The heads of the NYSE and Nasdaq have appropriated the word “transparency” to support the effort to reduce the shorts’ effectiveness. When the NYSE purports to champion “transparency” – the key to reducing fraud by the CEOs of the companies whose stocks they exchange – it is time for investors to grab their wallets and hold them tight. The stock exchanges are very far from being champions of transparency when the question is what the CEOs of the listing companies should be required to disclose. Sure enough, it turns out that the stock exchanges’ proposed anti-short “reform” is actually a means to try to reduce the reliability of the public disclosures made by the CEOs of firms on those stock exchanges. A sophisticated stock fraudster wants the public to believe the firm is “transparent” because of its disclosures, but it is those very disclosures (when false) that turn that ‘transparency’ into an illusion designed to deceive the investor. When shorts improve the reliability of the disclosures that the CEOs of firms listed on the stock exchanges make, they protect investors from fraud. That makes honest “shorts” highly “American.”
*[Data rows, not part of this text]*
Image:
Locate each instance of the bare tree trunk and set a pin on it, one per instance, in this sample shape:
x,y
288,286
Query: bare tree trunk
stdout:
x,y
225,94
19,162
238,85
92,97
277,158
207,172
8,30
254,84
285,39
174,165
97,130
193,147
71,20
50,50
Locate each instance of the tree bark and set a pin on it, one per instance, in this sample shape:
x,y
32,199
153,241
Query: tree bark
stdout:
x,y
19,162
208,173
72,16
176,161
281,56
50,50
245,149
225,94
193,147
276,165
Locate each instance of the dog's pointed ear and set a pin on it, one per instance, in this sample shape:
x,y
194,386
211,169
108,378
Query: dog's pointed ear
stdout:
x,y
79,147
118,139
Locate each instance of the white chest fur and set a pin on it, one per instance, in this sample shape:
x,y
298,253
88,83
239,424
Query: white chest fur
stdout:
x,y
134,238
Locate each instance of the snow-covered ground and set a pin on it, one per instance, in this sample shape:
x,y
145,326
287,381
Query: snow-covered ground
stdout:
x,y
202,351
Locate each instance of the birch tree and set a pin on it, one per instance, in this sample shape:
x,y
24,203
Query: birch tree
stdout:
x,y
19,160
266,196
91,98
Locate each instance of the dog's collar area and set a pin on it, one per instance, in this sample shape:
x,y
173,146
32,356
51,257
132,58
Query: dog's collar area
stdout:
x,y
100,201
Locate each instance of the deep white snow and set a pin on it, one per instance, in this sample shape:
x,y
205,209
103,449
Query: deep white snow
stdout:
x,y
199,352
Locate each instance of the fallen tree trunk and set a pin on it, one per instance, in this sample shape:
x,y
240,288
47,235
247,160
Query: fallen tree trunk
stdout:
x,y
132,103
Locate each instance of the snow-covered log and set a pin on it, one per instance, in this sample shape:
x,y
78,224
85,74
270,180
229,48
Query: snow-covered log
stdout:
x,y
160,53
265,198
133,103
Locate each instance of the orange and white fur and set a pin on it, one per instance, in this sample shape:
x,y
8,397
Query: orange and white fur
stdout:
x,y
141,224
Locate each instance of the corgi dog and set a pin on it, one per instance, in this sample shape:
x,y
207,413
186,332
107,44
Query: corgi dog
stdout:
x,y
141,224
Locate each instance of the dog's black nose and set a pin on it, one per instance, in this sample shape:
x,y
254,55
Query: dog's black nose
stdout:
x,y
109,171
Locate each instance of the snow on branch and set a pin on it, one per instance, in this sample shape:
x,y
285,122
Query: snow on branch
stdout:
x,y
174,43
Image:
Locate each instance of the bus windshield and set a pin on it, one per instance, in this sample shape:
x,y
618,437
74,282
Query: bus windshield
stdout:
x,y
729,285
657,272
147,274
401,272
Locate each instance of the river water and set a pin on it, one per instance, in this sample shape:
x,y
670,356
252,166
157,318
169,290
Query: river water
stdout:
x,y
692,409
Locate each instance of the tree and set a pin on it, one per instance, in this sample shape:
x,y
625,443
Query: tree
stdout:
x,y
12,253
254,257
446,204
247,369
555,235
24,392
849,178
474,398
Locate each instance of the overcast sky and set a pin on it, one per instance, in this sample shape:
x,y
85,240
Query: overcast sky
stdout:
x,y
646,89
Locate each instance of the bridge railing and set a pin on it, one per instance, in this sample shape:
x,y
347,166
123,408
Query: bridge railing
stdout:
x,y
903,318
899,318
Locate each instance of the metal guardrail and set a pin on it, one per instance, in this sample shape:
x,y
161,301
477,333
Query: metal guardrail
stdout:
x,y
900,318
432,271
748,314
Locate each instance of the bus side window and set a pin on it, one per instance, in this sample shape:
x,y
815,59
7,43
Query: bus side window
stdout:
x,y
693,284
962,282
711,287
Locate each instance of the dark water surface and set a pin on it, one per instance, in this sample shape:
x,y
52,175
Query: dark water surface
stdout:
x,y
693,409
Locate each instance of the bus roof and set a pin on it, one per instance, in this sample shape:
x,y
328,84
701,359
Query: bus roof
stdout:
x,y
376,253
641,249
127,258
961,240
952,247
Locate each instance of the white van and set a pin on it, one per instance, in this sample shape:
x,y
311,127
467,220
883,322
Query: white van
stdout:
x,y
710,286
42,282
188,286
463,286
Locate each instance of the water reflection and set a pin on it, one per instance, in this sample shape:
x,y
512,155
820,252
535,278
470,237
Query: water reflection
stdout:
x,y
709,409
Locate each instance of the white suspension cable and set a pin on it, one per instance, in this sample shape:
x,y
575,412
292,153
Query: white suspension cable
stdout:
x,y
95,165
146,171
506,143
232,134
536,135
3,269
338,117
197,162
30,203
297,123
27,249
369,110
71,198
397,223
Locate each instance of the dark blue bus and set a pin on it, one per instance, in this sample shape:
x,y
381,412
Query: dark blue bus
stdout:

When an investor “shorts” a financial instrument, he or she anticipates its current price is excessive. If the investor is right, he or she profits if the price falls quick enough and far enough. “Shorts,” therefore, can serve a valuable service. Their research and analysis may reveal that the company or the financial product is greatly overvalued. Honest, competent shorts make markets less inefficient and makes it much harder for CEOs to defraud or con future purchasers of the stock or financial instrument.
The fact that the shorts can be good for the world, the public, and investors does not mean that the shorts are saints or that all shorts are honest. They short stocks, derivatives, and bonds to make money. Shorts can be frauds, spreading false derogatory information about firms, CEOs, stocks, and financial instruments. Fraudulent shorts harm investors and market efficiency. The book, movie, and facts surrounding the “Big Short” shows why effective whistleblowers, regulators, and credit raters could have protected the public from the frauds far better than did the “shorts.” The “shorts” did not want the public to learn about the underlying frauds that inflated the value of mortgage products and the owners of such products until after the “shorts” were able to borrow the money to make large bets that the mortgage product and the firms that issued and held it were overvalued.
It is technically difficult, and expensive, to try to short many financial instruments over a long time. The sweet spot for shorts is to short the financial instrument shortly before it reaches its peak and falls sharply. The most common reason a financial instrument will surge rapidly in price and then fall precipitously is elite fraud. The movie portrayed the investors that made a fortune ‘shorting’ mortgage instruments as being greatly distressed because the mortgage instruments continued for months to have absurdly high values even though the information about the fraud epidemics available to the investors and credit rating agencies should have led efficient markets for mortgage instruments to fall quickly and severely. Only after the “shorts” made their bets did it became desirable from their perspective that the public learn that the mortgage products and firms that depended on their purported high values were in fact much less valuable once one realized the endemic frauds by mortgage lenders and those selling the mortgage product to the secondary and tertiary markets.
The “shorts” are not saints and it is a travesty that we celebrate the shorts in books and movies and ignore the whistleblowers and regulators who warned about the fraud epidemics and sought to prevent them – not profit from them. Honest “shorts,” however, are not “icky and un-American.” Honest shorts do the Nation, the public, and the world a service. They do honest firms a service by helping to drive frauds out of business, which allows honest firms to prosper. The shorts are neither saints nor sinners. It is revealing and revolting that the head of the NYSE attacks them as “icky and un-American” while ignoring rather than condemning the frauds led by the CEOs of the firms listed on his exchange that become wealthy by defrauding investors. It is telling that the CEOs of those listed firms fear the “shorts” far more than the NYSE. Worse, the head of the NYSE is making common cause with the fraudulent CEOs of listed companies who have enlisted the NYSE to try to squash the honest ‘shorts’ that the elite frauds fear will alert the public to their frauds.